Russian political activist (and former chess champion) Garry Kasparov stuck around after his Last Word appearance to discuss the state of Russia under Putin's increasingly restrictive rule.
Russian political activist (and former chess champion) Garry Kasparov stuck around after The Last Word Monday to discuss the state of Russia under Putin’s increasingly restrictive rule.
Kasparov told MSNBC’s Lawrence O’Donnell that Russia’s new anti-gay laws were not particularly surprising, given Putin’s recent political maneuvering.
“Putin’s regime…every month, every week, every day, you know, just comes up with new restrictions on freedom of Russia,” Kasparov said. ”That’s why I wouldn’t take anti-gay law as something, you know, absolutely outrageous; it was very natural.”
Kasparov argued that Putin is playing to his “power base” of followers, consisiting mostly of older generations. Where once he tried to convey a populist message to Russia and the world at large, massive anti-corruption protests in 2011 and 2012 convinced Putin to drop those illusions.
“He knows Moscow hates him,” he said. ”He knows young people are not voting for him.”
As for the upcoming Winter Olympics in Sochi, Kasparov sees the games as a way for Putin and his friends to make money. “Anything that happens in Putin’s Russia, you have to look the prism of Putin’s buddies getting richer,” he said.
But Kasparov is against boycotting the games themselves.

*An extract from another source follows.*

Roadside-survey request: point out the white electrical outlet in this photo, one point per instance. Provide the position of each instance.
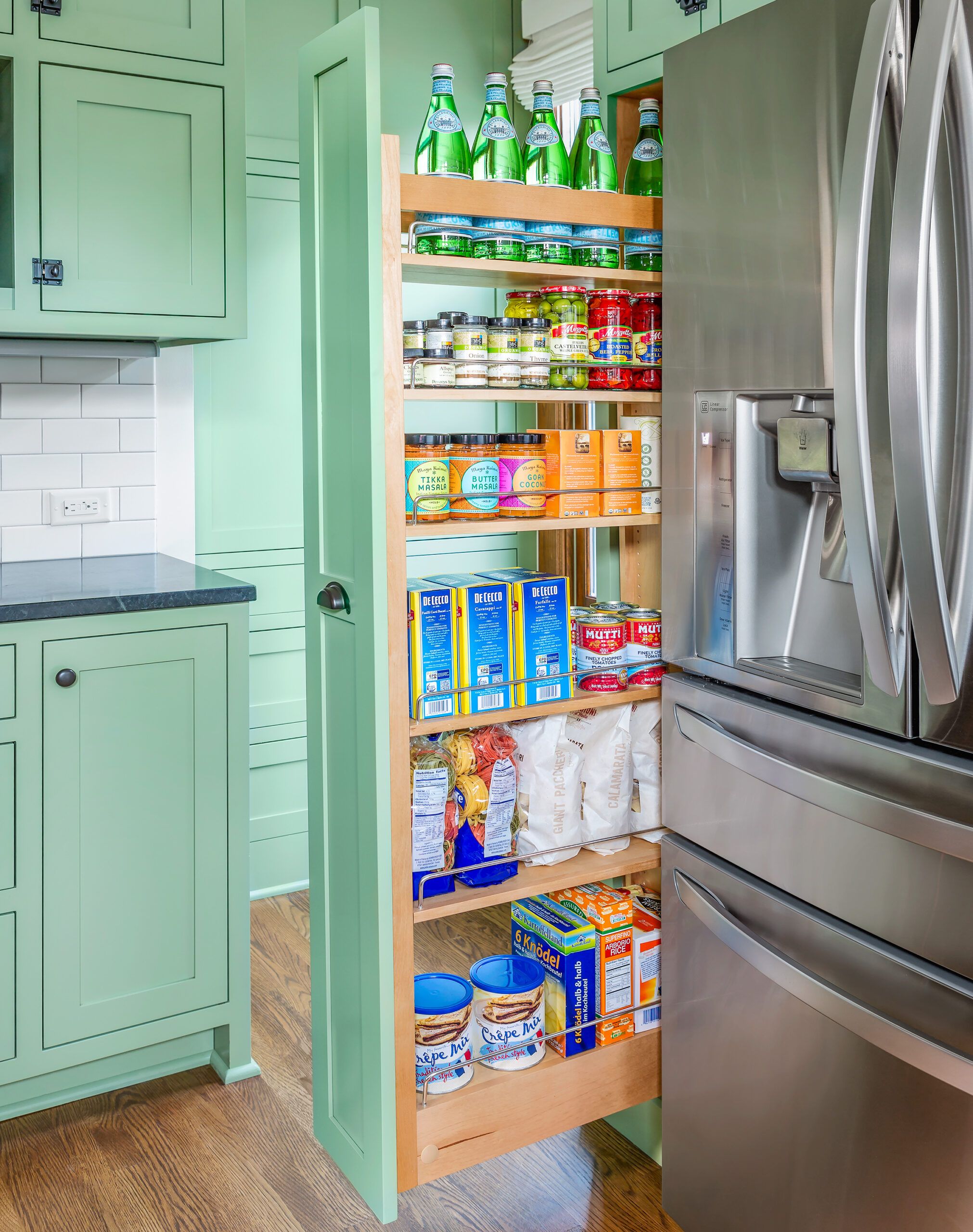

“I think it’s wrong to use athletes as a shield,” Kasparov told O’Donnell. ”Many of them spent four years waiting for this big moment, so let them go there. But there are politicians who could simply boycott Putin [by] not showing up there. There are sponsors who could demonstrate their disagreement—I mean, let’s demand Coke to put rainbow flag on every can they sell there.”